Published on 03/11/2017

Quarterly Financial Information

Q3 17: SOLID RESULTS IN RETAIL, DECLINE IN MARKETS ACTIVITIES

  • Net banking income for the core businesses of EUR 5.9bn (-5.9% vs. Q3 16): substantial growth in International Retail Banking & Financial Services (+5.2%*), revenue decline in Global Banking & Investor Solutions, in a historically low volatility environment (-14.7% vs. Q3 16), and in French Retail Banking (-6.6%(1) vs. Q3 16) against a backdrop of low interest rates.
  • Group book net banking income was slightly lower (-0.9%) at EUR 5,958m (EUR 6,010m in Q3 16).
  • Stable operating expenses: -0.4% vs. Q3 16.
  • Commercial cost of risk(2) halved, at 17bp in Q3 17 (34bp in Q3 16) reflecting the improvement in the Group’s risk profile observed for several quarters. Additional allocation to the provision for disputes of EUR 300m.
  • Book Group net income of EUR 932m in Q3 17 (EUR 1,099m in Q3 16).
  • Group net income excluding non-economic items of EUR 894m in Q3 17 (EUR 1,257m in Q3 16).
  • Fully-loaded CET 1 ratio of 11.7% (stable vs. June 30th, 2017).


9M 17: INCREASE IN UNDERLYING GROUP NET INCOME

  • Underlying net banking income(3) of EUR 18.8bn (+0.4% vs. 9M 16)
  • Underlying operating expenses(3) under control: +1.2% vs. 9M 16
  • Underlying Group net income(3) of EUR 3,616m, up +16.9% vs. 9M 16
  • Underlying ROE(3) of 9.0% (8.0% in 9M 16)

EPS**: EUR 3.12 in 9M 17 (EUR 4.19 in 9M 16).
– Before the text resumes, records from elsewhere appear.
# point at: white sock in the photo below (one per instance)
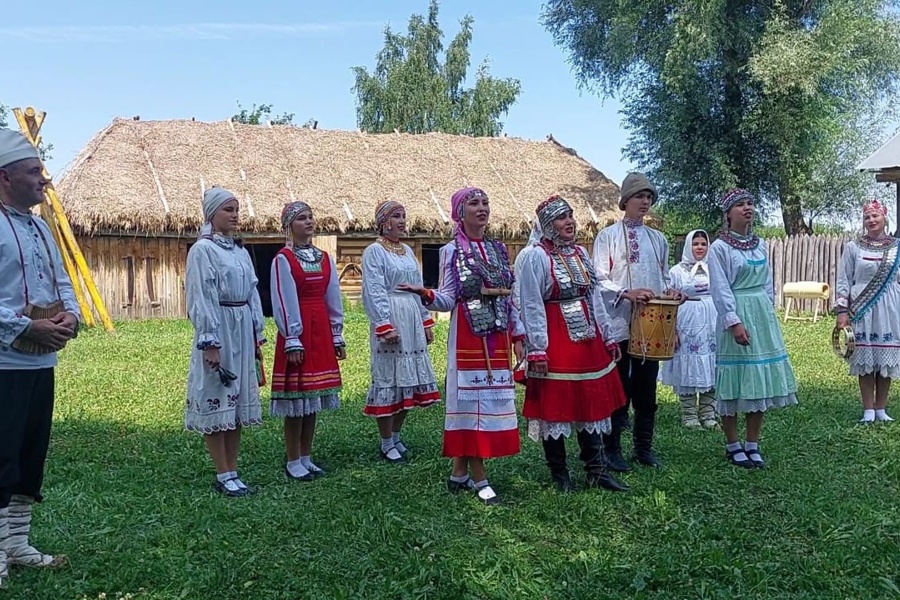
(750, 446)
(395, 437)
(309, 464)
(484, 489)
(297, 469)
(739, 456)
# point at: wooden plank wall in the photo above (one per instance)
(805, 258)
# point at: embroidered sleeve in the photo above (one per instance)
(444, 298)
(66, 291)
(202, 295)
(534, 274)
(770, 276)
(259, 321)
(286, 304)
(334, 302)
(374, 293)
(603, 264)
(721, 275)
(844, 281)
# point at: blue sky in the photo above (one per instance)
(87, 63)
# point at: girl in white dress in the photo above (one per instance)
(692, 372)
(223, 306)
(867, 297)
(400, 331)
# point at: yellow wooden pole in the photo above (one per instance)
(86, 315)
(30, 123)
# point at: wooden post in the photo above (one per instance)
(30, 122)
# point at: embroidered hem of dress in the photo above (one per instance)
(303, 407)
(389, 396)
(691, 391)
(506, 393)
(730, 408)
(276, 395)
(230, 426)
(539, 429)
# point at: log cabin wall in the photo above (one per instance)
(138, 277)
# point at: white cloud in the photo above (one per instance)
(156, 33)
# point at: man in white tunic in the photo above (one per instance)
(33, 282)
(631, 261)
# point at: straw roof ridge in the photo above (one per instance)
(148, 177)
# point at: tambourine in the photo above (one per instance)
(843, 342)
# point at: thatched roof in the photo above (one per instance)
(147, 177)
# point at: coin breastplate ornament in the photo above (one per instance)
(575, 282)
(485, 314)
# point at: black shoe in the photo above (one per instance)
(758, 462)
(744, 464)
(563, 482)
(307, 477)
(249, 490)
(616, 462)
(454, 487)
(395, 461)
(646, 458)
(222, 489)
(606, 481)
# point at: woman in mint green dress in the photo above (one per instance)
(754, 373)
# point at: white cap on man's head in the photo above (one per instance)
(15, 147)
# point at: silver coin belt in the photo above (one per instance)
(310, 258)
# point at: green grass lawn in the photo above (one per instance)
(129, 499)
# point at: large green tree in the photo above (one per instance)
(777, 96)
(413, 90)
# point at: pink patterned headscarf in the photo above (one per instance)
(458, 210)
(875, 206)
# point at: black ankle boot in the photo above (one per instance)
(612, 446)
(555, 454)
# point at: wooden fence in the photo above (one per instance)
(805, 258)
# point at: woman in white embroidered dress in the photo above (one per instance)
(692, 372)
(867, 297)
(223, 306)
(399, 333)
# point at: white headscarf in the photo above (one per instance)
(213, 199)
(537, 233)
(690, 263)
(15, 147)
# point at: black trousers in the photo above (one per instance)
(27, 415)
(591, 452)
(639, 381)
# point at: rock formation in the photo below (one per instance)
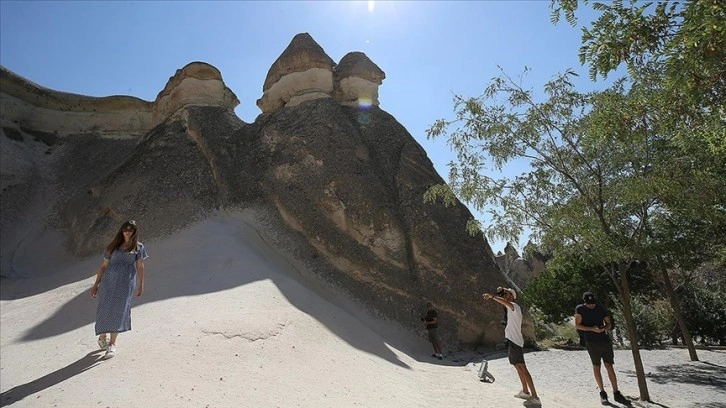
(198, 84)
(340, 187)
(356, 80)
(301, 73)
(519, 270)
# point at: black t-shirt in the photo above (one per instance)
(593, 317)
(430, 315)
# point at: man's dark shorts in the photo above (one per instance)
(600, 350)
(516, 354)
(434, 335)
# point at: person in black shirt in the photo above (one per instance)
(431, 321)
(595, 321)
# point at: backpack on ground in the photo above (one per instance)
(483, 374)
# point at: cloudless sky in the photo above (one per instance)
(429, 50)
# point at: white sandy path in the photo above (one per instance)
(228, 321)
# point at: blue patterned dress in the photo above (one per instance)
(116, 290)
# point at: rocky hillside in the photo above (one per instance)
(341, 179)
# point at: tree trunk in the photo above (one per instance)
(620, 278)
(633, 336)
(679, 315)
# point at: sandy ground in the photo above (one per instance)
(228, 321)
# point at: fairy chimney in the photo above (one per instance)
(356, 80)
(302, 72)
(197, 83)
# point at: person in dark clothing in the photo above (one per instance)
(431, 322)
(595, 321)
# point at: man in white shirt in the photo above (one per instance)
(513, 333)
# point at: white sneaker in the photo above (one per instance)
(522, 395)
(110, 352)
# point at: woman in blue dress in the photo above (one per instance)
(121, 271)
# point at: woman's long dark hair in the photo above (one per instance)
(119, 238)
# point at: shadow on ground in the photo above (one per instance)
(21, 392)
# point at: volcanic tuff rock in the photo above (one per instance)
(199, 84)
(302, 72)
(340, 184)
(356, 80)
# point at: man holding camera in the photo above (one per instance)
(513, 333)
(431, 321)
(595, 321)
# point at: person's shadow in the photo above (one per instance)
(19, 392)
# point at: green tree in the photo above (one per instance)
(688, 38)
(606, 176)
(685, 44)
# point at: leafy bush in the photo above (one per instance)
(653, 318)
(705, 311)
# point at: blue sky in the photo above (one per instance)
(429, 50)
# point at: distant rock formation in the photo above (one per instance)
(341, 182)
(26, 105)
(521, 271)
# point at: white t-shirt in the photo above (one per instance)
(513, 331)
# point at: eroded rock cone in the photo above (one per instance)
(302, 72)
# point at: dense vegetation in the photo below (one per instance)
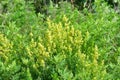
(59, 40)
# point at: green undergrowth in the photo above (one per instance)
(66, 44)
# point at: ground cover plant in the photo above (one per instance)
(63, 44)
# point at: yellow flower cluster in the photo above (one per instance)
(5, 47)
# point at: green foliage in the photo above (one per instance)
(65, 44)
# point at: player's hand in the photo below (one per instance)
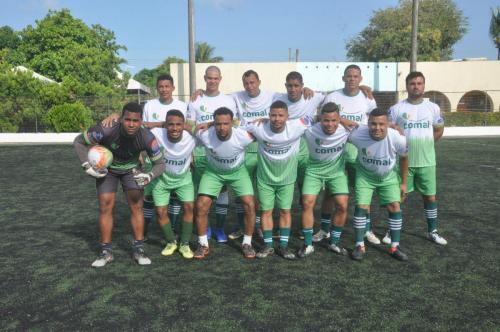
(367, 91)
(196, 94)
(308, 93)
(108, 121)
(142, 179)
(96, 173)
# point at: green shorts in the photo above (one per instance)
(422, 179)
(336, 185)
(268, 194)
(212, 182)
(163, 186)
(387, 188)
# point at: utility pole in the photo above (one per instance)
(414, 32)
(192, 65)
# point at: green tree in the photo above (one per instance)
(388, 34)
(495, 29)
(205, 53)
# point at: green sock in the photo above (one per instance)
(430, 210)
(187, 229)
(307, 236)
(284, 236)
(335, 234)
(168, 232)
(325, 222)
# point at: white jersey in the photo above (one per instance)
(225, 155)
(378, 157)
(177, 155)
(155, 111)
(202, 109)
(418, 122)
(253, 108)
(355, 108)
(323, 147)
(303, 107)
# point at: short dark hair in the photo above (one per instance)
(330, 108)
(413, 75)
(351, 67)
(132, 107)
(165, 77)
(223, 111)
(175, 113)
(379, 112)
(249, 73)
(279, 104)
(295, 75)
Provision for dividend of EUR 1.65/share

Presentation of the strategic plan on November 28th, 2017
 

The footnotes * and ** in this document are specified below:
*     When adjusted for changes in Group structure and at constant exchange rates.
** Excluding non-economic items.


(1)  Including adjustment of hedging costs and excluding PEL/CEL provision.
(2) Excluding disputes, in basis points for outstandings at the beginning of the period, including operating leases. Annualised   calculation.
(3)  See methodology note 5 for the transition from accounting data to underlying data.